Anyone who has ever spent time around a happy, relaxed cat or one that was looking for attention will be aware that happy cats like to knead, using their front paws to almost march on the spot from foot to foot while retracting and flexing their claws. Few other animal owners can say that their pet shows the highest form of affection and regard for them by sticking their claws into them, but that is part of what makes cats so unique as pets!
If you have ever wondered why your cat is so keen on kneading, or as it is sometimes called in America by cat lovers, “making biscuits” (which in British English would be “making scones,” as in kneading dough) this article will provide some insight into this common cat behaviour, as well as share some tips on how to keep your delicate skin safe from needle-sharp claws while still allowing your cat to behave naturally! Read on to learn more.
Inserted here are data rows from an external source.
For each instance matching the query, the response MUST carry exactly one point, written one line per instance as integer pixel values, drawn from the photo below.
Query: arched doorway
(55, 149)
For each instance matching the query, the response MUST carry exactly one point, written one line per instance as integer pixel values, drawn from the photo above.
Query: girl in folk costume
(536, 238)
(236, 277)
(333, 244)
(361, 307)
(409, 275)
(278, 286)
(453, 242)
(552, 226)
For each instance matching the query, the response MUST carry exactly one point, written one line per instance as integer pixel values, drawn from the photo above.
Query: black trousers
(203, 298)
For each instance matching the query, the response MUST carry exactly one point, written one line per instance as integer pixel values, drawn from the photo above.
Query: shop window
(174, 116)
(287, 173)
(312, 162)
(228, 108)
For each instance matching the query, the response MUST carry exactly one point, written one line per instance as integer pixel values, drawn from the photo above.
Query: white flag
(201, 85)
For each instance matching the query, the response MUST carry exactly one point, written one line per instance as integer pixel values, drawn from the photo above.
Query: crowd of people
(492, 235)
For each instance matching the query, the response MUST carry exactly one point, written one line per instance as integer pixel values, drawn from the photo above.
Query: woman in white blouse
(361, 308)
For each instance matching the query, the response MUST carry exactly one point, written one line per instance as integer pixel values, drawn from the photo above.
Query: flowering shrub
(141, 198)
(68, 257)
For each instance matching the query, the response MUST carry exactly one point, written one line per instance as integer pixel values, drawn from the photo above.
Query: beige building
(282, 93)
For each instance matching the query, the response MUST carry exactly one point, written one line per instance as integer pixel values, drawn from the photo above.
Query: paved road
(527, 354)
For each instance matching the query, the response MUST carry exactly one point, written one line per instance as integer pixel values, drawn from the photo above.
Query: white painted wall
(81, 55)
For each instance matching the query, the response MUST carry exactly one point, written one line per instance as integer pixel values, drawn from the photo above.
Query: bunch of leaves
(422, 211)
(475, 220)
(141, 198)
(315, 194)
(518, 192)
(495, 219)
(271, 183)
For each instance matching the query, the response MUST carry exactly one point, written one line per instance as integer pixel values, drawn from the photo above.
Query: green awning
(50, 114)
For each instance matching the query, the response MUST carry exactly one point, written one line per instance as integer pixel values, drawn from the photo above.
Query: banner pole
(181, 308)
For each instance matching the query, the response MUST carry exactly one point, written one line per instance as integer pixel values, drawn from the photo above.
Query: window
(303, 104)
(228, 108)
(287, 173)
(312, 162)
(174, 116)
Kneading is one of the earliest activities or behaviours that cats display, and they begin doing it before they even open their eyes or begin to hear. Kittens scent out their queen’s milk ducts to find their nipples in order to nurse, and when they are nursing, using their front paws and their little kitten claws to knead the belly of the queen helps to increase the flow of milk, allow the kitten to latch on fully, and generally, help to increase the milk yield.
While kneading starts off as a method of getting more milk, the fact that a nursing kitten is content, happy and feels safe and comfortable means that in very short order, the kneading becomes associated with these feelings in the kitten’s mind, turning it into a behaviour that they will continue to exhibit throughout the rest of their lives.
Cats will automatically start to knead sometimes if you are stroking them, they are on your lap or are settling down into their bed for a nap, and this kneading is instinctive and happens without the cat giving it any conscious thought. However, it is not an involuntary action like breathing is-the cat can start and stop kneading at will without having to give it any particular thought!
In unneutered cats, kneading also forms a part of the mating ritual-the male cat will knead the female, often quite roughly, as part of preparation for mating. This type of kneading does not present itself in neutered cats, for obvious reasons!
Because cats associate kneading with a whole plethora of good feelings-safety, warmth, companionship, comfort, rest, happiness and many others-it is safe to say that a cat that is kneading is feeling all of those things! Unlike purring, which cats sometimes use as a method of self-soothing when they are stressed, scared or hurt, cats do not knead unless they are happy, expectant or otherwise feeling good things!
This means that if your cat is kneading you then they are letting you know that they are happy and comfortable with you, and this is a very high compliment-although it might feel as if they are sticking you with multiple sharp needles!
Cats do not have to be being petted or sitting on someone’s lap in order to begin kneading-any situation that triggers feelings of happiness, comfort and relaxation can cause it! This might manifest if you have two cats that cuddle up together, in that you may see them kneading each other-and if you have a dog that your cat gets on well with, they may even do it to the dog!
A great many cats also knead their beds, blankets and other resting spots as part of settling down to sleep, helping them to arrange their bedding in just the way they want it, and mark the bed as theirs using the scent glands in the pads of the paws.
If your cat’s kneading makes you wince because their claws are so sharp and you find yourself left afterwards with red pinprick injuries from their claws, don’t despair! There are various different approaches that you might want to consider to allow your cat to manifest their kneading behaviour with you, without risking injury.
First of all, it is a good idea to trim your cat’s front claws-just nipping off the ends of the claws can help to make being kneaded less painful. Additionally, keeping a small towel or blanked on or near the sofa to cover your lap or shoulder when your cat is in the mood for a hug can help to protect your skin too.